Now let's look at the flip side of this where the casino jacked up the house edge, so they can make more money (or so they think)... the customers missed the memo. They weren't told that their $300 will not last for 6 hours of gambling like it used to and that they need to bring more cash now. They still bring that same $300 to gamble with and notice that instead of playing for 6 hours they are cleaned out for their $300 in less than half that time. They never seem to win at this casino anymore. They become a disgruntled gambler that will seek greener pastures and will have no loyalty. Ultimately this plays out and the casino loses a huge volume of business to gain a percentage point of additional advantage and loses horribly in the long run. The volume of business goes down to the extent that gouging out some additional house edge will not make any difference... a downward spiral.
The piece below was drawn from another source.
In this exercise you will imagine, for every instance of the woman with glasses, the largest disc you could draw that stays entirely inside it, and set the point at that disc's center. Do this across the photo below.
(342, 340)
Allow me to lay out the east coast version of this and how it played out in a real life case in point. Trump Plaza in Atlantic City had what could be considered a playable game at one point with 6D, S17, DA2, 1.5 cut off, etc. They wanted MORE MONEY! NOW! So about the same time casinos were popping up all over PA with decent rules (direct competition for AC) Trump Plaza got a brainstorm to make all tables, even in the pit 8D, H17! They were doing a huge volume of business, making money and had one of the better games in AC (not all that hard to do) but got greedy and wanted more. Blackjack players migrated en masse to other casinos but at least they got an extra percentage point just like the whizbangs upstairs predicted! Too bad this tiny sliver of greed cost them 75% of their blackjack playing customer base is all. They shut down their high limit room from there, laid off dealers, circled the wagons and I see many former Trump Plaza dealers in other NJ casinos, in PA casinos, etc. Their shortsightedness cost them dearly and they went from doing well under the circumstances (considering the distressed economy) to dire straits and bordering on closing the place down. PA casinos have jam packed blackjack tables and it's not because they offer the sh*tt*est blackjack game on the planet, hoping someone too drunk to know the difference wanders by and starts playing.
I doubt this cause and effect would be nearly as quick or as easily perceived in Vegas, so the bean counters that dreamed up this 6:5 abortion can sort of cover their tracks with some Enron style accounting to avoid showing they made a huge mistake that will cost them dearly in the long haul, placing blame on things other than poor management decisions.
Quote: BuzzardTarzan, you are arguing with the wrong guy. I was just quite quoting the motley fool. I have been playing bing for 50+ years. Some things never change. Was in a casino recently. 4 BJ tables open, no players, all tables $25 minimum. Asked pit boss why they were all $25. Got the expected answer. "Because it's FRiday night !
Sorry about that, my wording should have alluded to you not being the actual author of the statements. As a matter of fact let me just edit that a bit so no arrows are pointed at you personally! It'll be interesting to see how this pans out for Venetian and Palazzo but I have a good idea on what it'll do to them financially in the long haul unless Vegas gamblers are a lot dumber than Atlantic City gamblers.
Quote: DJTeddyBearDamn. 7:5 is a typo?
I thought you were talking about an upgrade from 6:5.
While not as good as 3:2, 7:5 is a LOT better than 6:5. Mark my words, sooner or later, somebody is gonna change 6:5 to 7:5 and advertise it as "New & Improved".
This could very well be the best prediction in 2014.